農水省の「海外食糧需給レポート」によると、穀物の国際価格は昨年7月以降上
昇。06年秋ごろに比べると、米が1.7倍、大豆が2.3倍、小麦が1.7倍、トウモロ
コシが2.4倍となっており、過去最高値を記録した08年の水準に迫っています。

FAOは、食料価格が高騰したことで、「国際食料輸入代金は2010年に1兆ドルを
超える可能性がある」と警告しており、「世界の最も貧しい国々の食料輸入代金
は、2010年に11%、低所得食料不足国においては20%増加する」と指摘しています。

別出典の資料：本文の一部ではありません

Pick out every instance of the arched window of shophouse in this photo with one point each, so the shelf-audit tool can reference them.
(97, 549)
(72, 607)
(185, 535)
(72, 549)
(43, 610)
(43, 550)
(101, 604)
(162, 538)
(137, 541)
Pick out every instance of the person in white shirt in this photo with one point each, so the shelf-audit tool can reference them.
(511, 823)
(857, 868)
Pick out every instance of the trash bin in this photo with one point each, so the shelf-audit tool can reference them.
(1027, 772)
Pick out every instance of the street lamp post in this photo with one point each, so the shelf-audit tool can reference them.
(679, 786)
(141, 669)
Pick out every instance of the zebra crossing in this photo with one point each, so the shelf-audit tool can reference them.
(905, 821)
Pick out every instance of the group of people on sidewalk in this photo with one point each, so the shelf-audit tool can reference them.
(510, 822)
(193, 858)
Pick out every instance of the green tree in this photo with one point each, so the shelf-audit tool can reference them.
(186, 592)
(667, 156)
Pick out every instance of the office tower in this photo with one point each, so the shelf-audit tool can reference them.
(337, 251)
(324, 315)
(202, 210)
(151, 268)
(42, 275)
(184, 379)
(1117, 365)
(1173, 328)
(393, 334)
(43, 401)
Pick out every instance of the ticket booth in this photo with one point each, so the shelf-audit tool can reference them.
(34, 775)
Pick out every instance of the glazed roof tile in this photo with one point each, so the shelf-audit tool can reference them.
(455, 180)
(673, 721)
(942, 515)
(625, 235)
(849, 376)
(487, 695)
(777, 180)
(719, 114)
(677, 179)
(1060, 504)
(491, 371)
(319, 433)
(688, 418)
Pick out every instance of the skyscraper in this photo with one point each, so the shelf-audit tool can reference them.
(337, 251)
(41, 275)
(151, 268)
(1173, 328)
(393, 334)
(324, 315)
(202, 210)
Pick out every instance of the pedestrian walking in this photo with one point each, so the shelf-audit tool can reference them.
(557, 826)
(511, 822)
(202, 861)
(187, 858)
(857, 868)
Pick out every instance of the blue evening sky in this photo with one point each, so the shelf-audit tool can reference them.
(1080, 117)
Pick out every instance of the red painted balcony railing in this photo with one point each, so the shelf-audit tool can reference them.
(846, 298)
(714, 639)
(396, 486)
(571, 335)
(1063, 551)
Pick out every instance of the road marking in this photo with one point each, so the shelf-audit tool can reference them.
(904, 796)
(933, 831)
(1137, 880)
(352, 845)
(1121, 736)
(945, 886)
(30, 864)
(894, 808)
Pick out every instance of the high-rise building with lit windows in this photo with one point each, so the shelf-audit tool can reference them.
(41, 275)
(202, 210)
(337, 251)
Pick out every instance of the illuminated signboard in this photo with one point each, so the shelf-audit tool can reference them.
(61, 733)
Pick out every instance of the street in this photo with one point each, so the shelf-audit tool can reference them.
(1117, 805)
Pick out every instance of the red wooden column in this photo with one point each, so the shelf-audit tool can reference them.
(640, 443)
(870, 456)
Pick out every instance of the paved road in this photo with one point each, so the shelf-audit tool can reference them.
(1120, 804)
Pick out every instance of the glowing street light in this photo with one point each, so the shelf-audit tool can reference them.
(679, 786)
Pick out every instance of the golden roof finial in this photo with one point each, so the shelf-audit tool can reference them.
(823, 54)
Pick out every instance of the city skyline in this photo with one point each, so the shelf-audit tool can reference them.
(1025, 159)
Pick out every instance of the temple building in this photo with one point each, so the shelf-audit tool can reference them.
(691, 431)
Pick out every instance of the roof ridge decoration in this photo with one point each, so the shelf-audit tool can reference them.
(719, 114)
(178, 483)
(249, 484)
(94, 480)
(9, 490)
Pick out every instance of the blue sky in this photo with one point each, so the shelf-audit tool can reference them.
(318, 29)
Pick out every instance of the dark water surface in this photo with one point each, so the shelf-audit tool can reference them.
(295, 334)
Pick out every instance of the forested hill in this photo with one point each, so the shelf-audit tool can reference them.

さらに「海外食糧需給レポート」は、世界の食糧消費量は生産量を上回っており、
2010年度の期末在庫量は19%に落ち込むと予測され、2019年度には13.3%と安全水
準(17~18%)を下回ると予測される、と指摘します。

FAOによれば、2050年には世界の人口は90億人を超えると予測されており、その
ための食糧確保には、開発途上国の農業へ、年間830億ドルの援助が必要だとし
ています。東アジアは経済成長と人口増加、生活水準の向上につれて、食料は
ますます必要になります。経済低迷が続く日本が生き残るためには、自給率の
向上しかありません。

農水省の調査によると、2009年農家所得は457万円(農産物販売104万円、農外
所得169万円、年金収入183万円)でした。農業の総産出額は8兆491億円で、前
年比4.9%減少。その内訳は畜産31.2%、野菜25.3%、米22.3%でした。米価の暴落
で米の収入が1位から3位に落ちています。

田畑に作物を植えつけた面積は424万4000ヘクタール、前年比2万1000ヘクタール
(田が7000ヘクタール)減っています。田畑合わせた耕地利用率は92.1%で、7年
連続減少。総耕地面積459万3000ヘクタールで、前年より16000ヘクタール減って
います。数字を見るまでもなく、担い手もなく、生活の見通しも立たず、日本の
農業が衰退しているのが分かります。しかし、政策次第では生き返らせることが
可能であるのは、ヨーロッパを見れば明らかです。

日本は気候は温暖で、水も豊富、勤勉な農民、農業技術の蓄積等々、農業生産
の条件に恵まれた国です。食料自給率を高め、他国からの輸入に依存せず、他
国の食料を奪わないことが、国際社会に貢献する道でもあるでしょう。

TPP問題には、日本医師会が加盟に懸念を表明していることを知りました。
医療が自由化されることで、日本の皆保険制度の崩壊の危険性が増す、とのこと
のようです。

菅総理は、TPPも消費税も6月までには結論を出すと、意気込んでいます。